Wednesday, January 03, 2018
new environmental guidelines being developed for Australia's egg industry
Australian Eggs Ltd is preparing new environmental guidelines for the egg industry However the new guidelines for free range operations probably won't be any improvement on the old ones published in 2008.The industry is dominated by corporate players who don't accept that free range is a niche market with small-scale production. Corporate egg producers want to maximise returns by running at least 10,000 hens per hectare, when the maximum sustainable density is 1500 per hectare.Each hen produces half a cubic metre of manure per year - so at a stocking density of 10,000 hens per hectare, a colossal 5000 cubic metres of manure is dumped on each hectare every year. When large numbers of animals are farmed intensively in industrial units in an attempt to maximise profits, problems are inevitable. Disease control and food safety are prime issues as is environmental sustainability.
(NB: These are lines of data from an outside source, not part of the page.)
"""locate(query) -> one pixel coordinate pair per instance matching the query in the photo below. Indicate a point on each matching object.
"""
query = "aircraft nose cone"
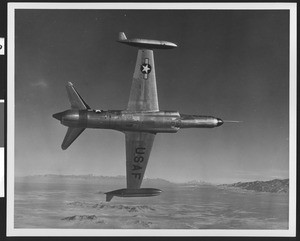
(58, 116)
(220, 122)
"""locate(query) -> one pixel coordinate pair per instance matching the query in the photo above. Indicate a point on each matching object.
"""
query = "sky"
(231, 64)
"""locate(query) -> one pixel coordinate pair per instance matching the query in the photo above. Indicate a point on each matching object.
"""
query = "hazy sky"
(230, 64)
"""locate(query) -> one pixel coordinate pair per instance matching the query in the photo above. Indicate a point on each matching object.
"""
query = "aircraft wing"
(138, 148)
(143, 94)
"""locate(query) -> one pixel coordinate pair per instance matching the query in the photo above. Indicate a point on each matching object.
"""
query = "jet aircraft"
(140, 122)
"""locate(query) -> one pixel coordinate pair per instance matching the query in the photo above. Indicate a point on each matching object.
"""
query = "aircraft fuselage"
(153, 122)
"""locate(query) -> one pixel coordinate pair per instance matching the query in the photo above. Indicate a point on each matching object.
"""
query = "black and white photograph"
(151, 119)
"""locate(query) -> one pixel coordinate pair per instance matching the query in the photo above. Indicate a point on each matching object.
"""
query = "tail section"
(109, 197)
(71, 135)
(122, 36)
(75, 99)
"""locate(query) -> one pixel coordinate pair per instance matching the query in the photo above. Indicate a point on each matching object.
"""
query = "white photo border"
(11, 231)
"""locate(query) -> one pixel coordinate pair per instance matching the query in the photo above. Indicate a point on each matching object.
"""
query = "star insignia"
(146, 68)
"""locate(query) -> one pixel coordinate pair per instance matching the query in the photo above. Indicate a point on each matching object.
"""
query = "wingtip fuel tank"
(146, 43)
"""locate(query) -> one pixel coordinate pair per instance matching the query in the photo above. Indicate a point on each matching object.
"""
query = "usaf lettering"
(138, 158)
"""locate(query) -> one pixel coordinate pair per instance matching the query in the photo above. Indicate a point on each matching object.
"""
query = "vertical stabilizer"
(122, 36)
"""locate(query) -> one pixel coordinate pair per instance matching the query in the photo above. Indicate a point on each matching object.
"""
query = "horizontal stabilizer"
(122, 36)
(75, 99)
(71, 135)
(140, 192)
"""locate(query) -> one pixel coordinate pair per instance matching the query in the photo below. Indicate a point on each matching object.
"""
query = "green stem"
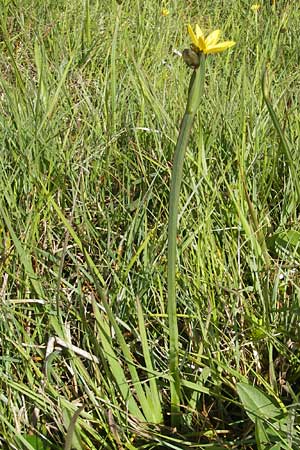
(194, 97)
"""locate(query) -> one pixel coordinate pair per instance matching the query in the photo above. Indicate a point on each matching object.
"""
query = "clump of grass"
(91, 100)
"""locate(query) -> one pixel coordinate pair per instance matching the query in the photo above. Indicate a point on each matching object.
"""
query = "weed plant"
(92, 94)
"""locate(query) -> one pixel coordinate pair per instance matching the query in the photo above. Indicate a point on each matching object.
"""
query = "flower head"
(208, 45)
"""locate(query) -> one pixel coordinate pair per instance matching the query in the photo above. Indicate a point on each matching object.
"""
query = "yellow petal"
(212, 38)
(219, 47)
(193, 36)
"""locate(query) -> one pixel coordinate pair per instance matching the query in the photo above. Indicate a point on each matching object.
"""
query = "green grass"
(92, 96)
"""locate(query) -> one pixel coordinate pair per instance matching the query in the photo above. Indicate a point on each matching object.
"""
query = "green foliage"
(92, 94)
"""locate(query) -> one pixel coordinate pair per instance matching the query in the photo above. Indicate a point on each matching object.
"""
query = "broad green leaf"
(256, 403)
(261, 435)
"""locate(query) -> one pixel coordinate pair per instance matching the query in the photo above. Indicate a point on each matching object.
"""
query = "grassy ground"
(92, 95)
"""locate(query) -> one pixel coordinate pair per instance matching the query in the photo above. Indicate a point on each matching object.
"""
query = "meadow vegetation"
(92, 94)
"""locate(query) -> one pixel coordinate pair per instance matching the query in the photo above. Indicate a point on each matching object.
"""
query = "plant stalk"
(196, 88)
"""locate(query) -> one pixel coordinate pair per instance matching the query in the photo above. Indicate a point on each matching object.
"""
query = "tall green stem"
(194, 97)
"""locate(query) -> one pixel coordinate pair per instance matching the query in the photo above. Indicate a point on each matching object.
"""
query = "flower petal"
(219, 47)
(212, 38)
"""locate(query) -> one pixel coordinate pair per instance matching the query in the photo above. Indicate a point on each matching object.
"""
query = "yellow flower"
(255, 7)
(208, 45)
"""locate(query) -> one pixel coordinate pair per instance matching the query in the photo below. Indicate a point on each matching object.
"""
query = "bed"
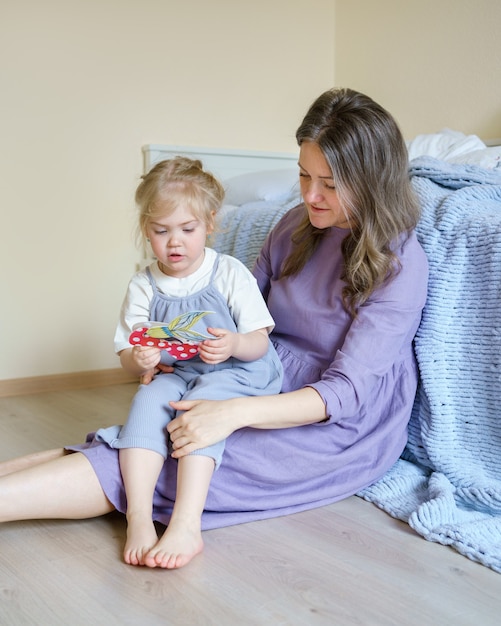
(447, 484)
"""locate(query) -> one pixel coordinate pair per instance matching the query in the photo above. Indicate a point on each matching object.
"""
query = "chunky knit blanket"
(447, 485)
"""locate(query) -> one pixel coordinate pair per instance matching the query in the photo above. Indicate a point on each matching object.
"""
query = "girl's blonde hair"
(178, 182)
(368, 157)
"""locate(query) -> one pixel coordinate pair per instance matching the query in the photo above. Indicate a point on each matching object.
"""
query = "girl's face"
(178, 241)
(318, 189)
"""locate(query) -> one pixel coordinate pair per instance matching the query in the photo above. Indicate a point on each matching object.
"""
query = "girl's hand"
(218, 350)
(203, 423)
(145, 358)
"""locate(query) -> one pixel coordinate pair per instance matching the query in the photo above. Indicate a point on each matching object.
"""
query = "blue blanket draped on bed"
(447, 485)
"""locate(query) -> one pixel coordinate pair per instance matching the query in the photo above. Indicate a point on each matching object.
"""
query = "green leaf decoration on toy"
(180, 328)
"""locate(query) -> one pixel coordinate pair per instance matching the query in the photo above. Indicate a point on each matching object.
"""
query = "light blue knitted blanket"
(447, 485)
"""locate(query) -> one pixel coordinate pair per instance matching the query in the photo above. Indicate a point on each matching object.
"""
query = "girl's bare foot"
(141, 537)
(178, 545)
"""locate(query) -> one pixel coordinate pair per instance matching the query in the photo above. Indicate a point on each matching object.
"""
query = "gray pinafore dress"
(192, 379)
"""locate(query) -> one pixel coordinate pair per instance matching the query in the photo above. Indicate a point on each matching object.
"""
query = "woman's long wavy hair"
(368, 157)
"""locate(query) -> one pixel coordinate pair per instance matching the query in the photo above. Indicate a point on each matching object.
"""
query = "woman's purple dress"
(364, 370)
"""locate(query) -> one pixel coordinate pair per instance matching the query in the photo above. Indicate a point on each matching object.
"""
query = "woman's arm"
(206, 422)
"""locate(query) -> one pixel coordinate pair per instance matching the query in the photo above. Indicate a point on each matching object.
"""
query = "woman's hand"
(203, 423)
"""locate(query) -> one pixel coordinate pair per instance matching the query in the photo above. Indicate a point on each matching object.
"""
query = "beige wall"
(86, 83)
(433, 63)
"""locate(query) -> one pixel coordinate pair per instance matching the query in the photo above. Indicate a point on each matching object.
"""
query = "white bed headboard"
(222, 163)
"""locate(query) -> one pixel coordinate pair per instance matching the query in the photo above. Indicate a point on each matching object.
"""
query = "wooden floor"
(348, 563)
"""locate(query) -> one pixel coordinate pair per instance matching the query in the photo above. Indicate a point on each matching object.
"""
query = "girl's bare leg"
(140, 470)
(183, 538)
(58, 486)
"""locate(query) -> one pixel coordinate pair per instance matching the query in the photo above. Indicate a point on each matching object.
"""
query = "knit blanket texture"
(447, 484)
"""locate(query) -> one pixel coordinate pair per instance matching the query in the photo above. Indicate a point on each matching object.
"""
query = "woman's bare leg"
(183, 538)
(14, 465)
(62, 486)
(140, 471)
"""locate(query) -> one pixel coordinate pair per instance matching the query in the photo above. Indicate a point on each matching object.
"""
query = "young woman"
(345, 281)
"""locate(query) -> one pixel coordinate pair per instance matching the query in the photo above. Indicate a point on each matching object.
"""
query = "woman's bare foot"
(141, 537)
(178, 545)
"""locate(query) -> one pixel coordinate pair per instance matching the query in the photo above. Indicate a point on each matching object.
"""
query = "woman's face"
(318, 189)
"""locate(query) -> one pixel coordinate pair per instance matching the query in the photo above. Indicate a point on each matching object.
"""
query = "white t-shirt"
(233, 280)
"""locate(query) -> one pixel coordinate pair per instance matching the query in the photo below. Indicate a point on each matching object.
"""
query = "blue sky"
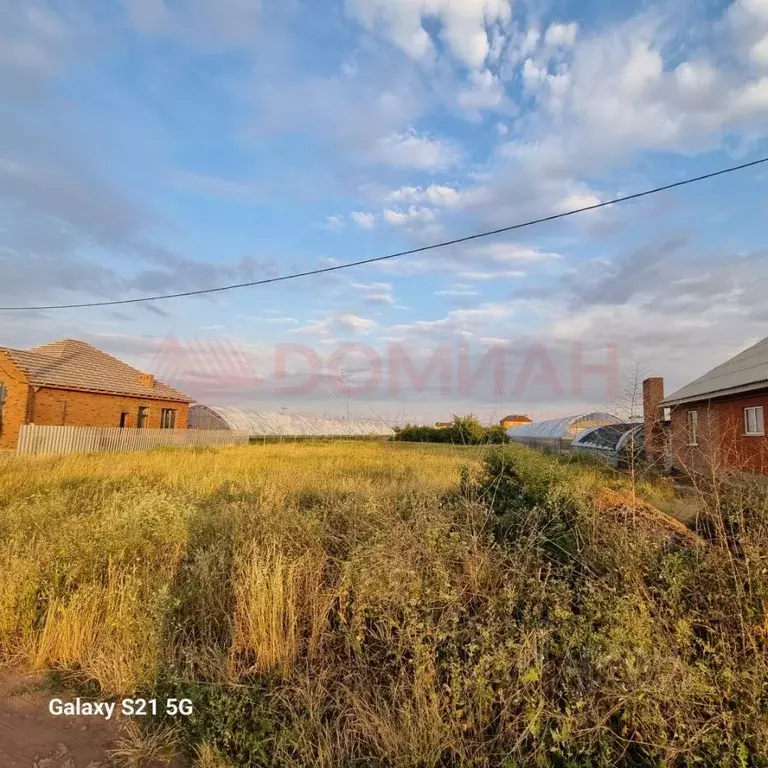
(152, 146)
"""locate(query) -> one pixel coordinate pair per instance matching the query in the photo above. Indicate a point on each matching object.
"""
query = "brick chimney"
(653, 394)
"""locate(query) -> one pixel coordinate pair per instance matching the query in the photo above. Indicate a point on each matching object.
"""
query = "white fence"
(37, 439)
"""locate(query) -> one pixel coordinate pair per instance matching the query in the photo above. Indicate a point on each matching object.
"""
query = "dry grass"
(364, 603)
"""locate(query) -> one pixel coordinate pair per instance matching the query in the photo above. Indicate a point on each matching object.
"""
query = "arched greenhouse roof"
(566, 428)
(610, 438)
(272, 424)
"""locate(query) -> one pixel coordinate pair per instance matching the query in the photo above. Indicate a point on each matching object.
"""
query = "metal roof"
(271, 424)
(745, 372)
(567, 427)
(609, 437)
(76, 365)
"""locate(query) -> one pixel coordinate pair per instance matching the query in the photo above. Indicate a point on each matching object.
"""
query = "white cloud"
(508, 253)
(463, 25)
(209, 24)
(561, 34)
(364, 220)
(372, 286)
(533, 75)
(410, 150)
(414, 215)
(356, 324)
(379, 298)
(759, 52)
(496, 275)
(458, 290)
(576, 201)
(485, 92)
(435, 194)
(335, 222)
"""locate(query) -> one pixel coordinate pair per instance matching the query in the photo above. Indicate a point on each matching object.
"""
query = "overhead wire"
(398, 254)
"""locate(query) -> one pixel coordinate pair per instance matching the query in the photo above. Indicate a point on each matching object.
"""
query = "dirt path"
(33, 738)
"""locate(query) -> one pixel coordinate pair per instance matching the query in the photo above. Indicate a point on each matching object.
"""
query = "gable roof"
(71, 364)
(745, 372)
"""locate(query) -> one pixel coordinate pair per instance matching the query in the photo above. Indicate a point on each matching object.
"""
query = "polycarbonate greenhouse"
(269, 424)
(615, 444)
(558, 434)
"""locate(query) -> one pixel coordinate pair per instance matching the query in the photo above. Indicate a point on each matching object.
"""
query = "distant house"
(515, 420)
(715, 422)
(74, 384)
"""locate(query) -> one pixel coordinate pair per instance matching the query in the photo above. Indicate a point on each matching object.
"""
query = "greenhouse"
(558, 434)
(269, 424)
(616, 444)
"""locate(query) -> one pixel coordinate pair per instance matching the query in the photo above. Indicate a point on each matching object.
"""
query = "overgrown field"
(364, 604)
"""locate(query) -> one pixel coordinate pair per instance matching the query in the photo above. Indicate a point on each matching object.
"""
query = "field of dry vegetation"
(386, 604)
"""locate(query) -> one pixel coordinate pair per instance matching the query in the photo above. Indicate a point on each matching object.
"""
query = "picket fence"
(36, 439)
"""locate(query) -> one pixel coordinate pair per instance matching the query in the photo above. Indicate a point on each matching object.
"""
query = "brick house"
(516, 420)
(71, 383)
(717, 421)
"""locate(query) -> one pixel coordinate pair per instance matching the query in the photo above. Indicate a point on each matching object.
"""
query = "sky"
(160, 146)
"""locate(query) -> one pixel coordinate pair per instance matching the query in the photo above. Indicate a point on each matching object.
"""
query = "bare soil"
(33, 738)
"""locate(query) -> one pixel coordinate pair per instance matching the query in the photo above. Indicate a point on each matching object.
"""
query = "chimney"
(653, 394)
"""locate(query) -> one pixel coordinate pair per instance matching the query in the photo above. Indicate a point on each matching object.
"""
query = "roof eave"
(179, 398)
(715, 394)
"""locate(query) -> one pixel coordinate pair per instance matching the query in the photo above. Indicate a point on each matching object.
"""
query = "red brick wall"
(84, 409)
(653, 394)
(722, 442)
(15, 409)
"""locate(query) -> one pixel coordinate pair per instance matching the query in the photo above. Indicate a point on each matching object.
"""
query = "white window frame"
(758, 421)
(692, 427)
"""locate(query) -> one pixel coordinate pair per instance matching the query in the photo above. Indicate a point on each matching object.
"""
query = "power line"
(399, 254)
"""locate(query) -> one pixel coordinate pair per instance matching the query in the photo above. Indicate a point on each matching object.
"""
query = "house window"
(3, 396)
(693, 427)
(753, 421)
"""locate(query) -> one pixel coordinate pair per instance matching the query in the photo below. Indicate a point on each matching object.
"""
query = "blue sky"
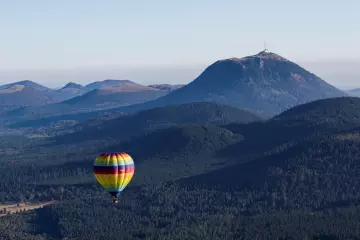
(53, 42)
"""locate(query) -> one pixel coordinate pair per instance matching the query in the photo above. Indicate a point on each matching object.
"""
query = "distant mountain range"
(265, 83)
(111, 93)
(107, 93)
(173, 115)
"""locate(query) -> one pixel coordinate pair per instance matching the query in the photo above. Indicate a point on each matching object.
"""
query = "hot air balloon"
(114, 171)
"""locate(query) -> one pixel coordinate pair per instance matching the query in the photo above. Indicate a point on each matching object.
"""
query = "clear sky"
(53, 42)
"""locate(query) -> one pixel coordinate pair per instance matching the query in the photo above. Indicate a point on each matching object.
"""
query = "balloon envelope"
(114, 171)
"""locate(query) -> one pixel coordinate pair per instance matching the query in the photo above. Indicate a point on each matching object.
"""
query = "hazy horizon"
(337, 74)
(53, 43)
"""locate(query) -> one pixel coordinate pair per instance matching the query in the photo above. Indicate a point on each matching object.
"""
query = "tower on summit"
(265, 49)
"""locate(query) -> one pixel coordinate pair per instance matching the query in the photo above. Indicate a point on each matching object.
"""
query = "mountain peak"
(265, 54)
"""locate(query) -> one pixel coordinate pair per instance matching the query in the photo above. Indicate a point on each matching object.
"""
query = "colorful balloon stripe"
(114, 171)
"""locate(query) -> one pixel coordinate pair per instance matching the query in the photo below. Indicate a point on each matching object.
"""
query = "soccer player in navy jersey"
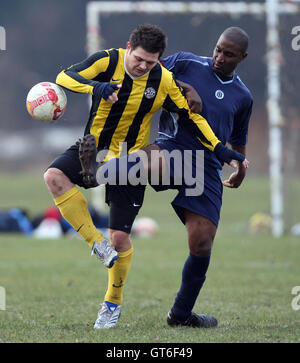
(227, 105)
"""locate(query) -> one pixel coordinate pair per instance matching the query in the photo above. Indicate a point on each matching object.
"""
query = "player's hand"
(107, 90)
(235, 179)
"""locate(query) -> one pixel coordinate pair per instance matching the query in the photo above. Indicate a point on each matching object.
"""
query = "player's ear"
(244, 56)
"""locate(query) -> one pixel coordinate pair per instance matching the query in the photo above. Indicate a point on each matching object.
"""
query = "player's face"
(227, 55)
(139, 62)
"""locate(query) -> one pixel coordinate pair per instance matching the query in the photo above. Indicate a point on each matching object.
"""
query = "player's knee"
(55, 179)
(200, 245)
(120, 240)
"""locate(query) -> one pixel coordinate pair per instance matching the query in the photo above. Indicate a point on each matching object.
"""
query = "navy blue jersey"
(227, 105)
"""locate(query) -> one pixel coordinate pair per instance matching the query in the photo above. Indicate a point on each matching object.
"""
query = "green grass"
(54, 288)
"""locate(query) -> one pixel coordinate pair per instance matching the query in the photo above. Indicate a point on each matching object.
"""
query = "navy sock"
(193, 277)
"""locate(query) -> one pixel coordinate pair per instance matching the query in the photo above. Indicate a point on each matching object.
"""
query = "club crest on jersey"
(219, 94)
(150, 92)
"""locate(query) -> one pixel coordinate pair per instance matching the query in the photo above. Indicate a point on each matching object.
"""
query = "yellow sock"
(117, 276)
(73, 207)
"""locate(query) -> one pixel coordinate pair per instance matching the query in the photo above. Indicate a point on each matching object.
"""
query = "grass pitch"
(54, 288)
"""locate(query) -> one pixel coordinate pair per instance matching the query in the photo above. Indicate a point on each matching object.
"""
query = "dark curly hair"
(150, 37)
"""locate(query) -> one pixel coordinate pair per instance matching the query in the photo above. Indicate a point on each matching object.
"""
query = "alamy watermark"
(2, 38)
(2, 298)
(159, 168)
(296, 39)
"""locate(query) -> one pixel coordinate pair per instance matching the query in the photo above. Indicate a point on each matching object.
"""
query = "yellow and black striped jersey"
(129, 119)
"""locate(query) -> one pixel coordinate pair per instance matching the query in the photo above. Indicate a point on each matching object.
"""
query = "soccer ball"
(46, 102)
(145, 227)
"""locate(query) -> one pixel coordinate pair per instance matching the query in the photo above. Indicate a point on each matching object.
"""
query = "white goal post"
(271, 10)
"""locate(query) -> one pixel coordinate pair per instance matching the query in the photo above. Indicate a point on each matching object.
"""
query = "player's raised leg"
(74, 208)
(201, 232)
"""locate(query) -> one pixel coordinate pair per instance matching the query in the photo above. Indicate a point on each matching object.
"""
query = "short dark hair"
(237, 35)
(150, 37)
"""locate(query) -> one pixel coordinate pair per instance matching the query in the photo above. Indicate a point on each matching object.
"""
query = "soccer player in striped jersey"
(128, 86)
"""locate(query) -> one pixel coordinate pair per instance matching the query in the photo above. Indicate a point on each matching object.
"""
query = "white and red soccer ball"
(46, 102)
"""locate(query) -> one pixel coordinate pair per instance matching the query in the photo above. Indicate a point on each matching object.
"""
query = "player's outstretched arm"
(236, 178)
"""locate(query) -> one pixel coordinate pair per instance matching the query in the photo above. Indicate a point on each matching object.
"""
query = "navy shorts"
(124, 201)
(207, 201)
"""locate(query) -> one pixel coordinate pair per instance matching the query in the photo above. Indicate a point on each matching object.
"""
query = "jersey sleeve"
(239, 135)
(81, 76)
(198, 125)
(175, 63)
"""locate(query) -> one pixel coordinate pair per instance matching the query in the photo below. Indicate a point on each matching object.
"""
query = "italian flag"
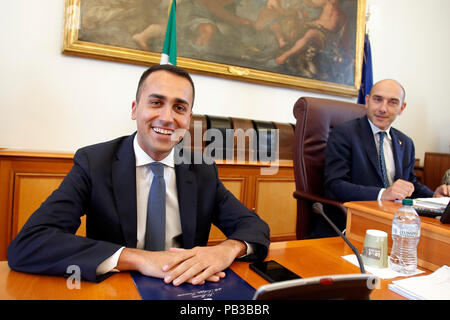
(169, 54)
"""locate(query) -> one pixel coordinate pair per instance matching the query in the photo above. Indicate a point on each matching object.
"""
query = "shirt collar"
(143, 159)
(375, 129)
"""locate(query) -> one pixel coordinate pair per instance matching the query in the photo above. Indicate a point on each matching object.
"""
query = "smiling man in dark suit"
(110, 182)
(354, 169)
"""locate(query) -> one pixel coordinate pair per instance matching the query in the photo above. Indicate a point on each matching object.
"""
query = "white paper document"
(435, 286)
(382, 273)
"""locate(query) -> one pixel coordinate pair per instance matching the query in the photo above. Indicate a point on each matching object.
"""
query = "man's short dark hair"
(169, 68)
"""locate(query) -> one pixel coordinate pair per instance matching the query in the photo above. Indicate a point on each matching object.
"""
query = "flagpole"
(169, 53)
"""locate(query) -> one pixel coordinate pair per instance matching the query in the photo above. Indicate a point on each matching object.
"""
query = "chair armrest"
(298, 194)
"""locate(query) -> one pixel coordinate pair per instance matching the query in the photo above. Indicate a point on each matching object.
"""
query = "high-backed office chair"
(315, 119)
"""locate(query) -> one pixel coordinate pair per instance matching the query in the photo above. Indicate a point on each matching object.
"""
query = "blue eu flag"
(367, 74)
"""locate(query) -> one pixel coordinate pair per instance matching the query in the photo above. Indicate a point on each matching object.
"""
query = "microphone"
(318, 208)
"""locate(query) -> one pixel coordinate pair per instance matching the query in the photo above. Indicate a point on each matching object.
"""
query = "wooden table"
(433, 250)
(307, 258)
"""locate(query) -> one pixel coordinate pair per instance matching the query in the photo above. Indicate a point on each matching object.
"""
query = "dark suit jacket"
(102, 185)
(352, 171)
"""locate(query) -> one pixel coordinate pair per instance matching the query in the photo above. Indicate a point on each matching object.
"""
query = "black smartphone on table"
(272, 271)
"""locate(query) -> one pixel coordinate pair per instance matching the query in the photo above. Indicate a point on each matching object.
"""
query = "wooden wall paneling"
(30, 191)
(12, 163)
(236, 185)
(276, 205)
(435, 165)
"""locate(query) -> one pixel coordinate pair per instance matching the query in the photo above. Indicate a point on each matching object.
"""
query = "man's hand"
(442, 191)
(195, 265)
(399, 190)
(202, 264)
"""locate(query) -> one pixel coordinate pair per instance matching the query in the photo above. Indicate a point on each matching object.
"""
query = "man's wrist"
(239, 248)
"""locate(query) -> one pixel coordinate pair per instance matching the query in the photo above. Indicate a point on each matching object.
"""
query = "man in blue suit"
(110, 183)
(353, 168)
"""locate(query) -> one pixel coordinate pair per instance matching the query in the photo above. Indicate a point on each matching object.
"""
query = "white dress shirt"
(388, 153)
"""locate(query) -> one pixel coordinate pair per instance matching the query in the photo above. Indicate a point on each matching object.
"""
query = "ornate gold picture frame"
(313, 45)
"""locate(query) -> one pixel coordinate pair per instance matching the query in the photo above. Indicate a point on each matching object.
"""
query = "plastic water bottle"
(405, 236)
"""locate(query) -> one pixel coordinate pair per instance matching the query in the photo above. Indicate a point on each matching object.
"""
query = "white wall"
(49, 101)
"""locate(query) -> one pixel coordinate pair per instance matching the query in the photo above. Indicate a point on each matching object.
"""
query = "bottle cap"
(407, 202)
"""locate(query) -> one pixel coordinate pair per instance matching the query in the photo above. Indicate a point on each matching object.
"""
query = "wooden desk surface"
(433, 250)
(307, 258)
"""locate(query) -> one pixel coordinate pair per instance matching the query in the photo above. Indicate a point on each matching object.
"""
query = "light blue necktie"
(155, 235)
(382, 134)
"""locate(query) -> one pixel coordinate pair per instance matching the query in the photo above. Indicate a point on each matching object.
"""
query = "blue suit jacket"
(102, 185)
(352, 171)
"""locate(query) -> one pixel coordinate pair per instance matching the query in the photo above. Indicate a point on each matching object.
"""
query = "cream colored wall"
(49, 101)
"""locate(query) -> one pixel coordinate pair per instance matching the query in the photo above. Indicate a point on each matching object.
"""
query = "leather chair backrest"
(316, 117)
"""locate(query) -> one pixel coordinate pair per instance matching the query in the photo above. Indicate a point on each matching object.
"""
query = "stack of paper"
(435, 286)
(382, 273)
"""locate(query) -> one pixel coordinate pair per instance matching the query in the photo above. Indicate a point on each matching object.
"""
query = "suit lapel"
(397, 148)
(124, 186)
(187, 200)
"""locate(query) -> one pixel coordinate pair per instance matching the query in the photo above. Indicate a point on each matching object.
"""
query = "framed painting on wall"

Since the Second World War agricultural practices have gone through massive changes in mechanisation, chemical use and large-scale intensive farming. As a result of increasing the density of domestic farm animals, reported farm pollution incidents have sky-rocketed. In some areas farm waste is a major problem. Some countries report that about half of all serious water pollution incidents are caused by manure run-off from farms. Poultry, cows and pigs are the farm animals most responsible for the pollution. Livestock production occupies 70% of all land used for agriculture and 30% of the planet’s land surface. It is responsible for 18% of the world’s greenhouse gas emissions as measured in CO2 equivalents. It also generates 64% of the ammonia, which contributes to acid rain and acidification of ecosystems. A large quantity of animal waste is generated by concentrated animal feeding operations and disposal of the waste has been a major problem. If the soil or plants are unable to absorb the nutrients the run-off gets into water systems. On Intensive free range farms running 10,000 hens per hectare, the huge volume of manure on paddocks poses an ecological risk to water courses because of the high nutrient load. Farm waste has led to the growth of toxic algae in waterways (algal blooms), the development of parasitic infections on various species. This is why all farms should follow an Environmental Management plan and why low stocking densities must be maintained.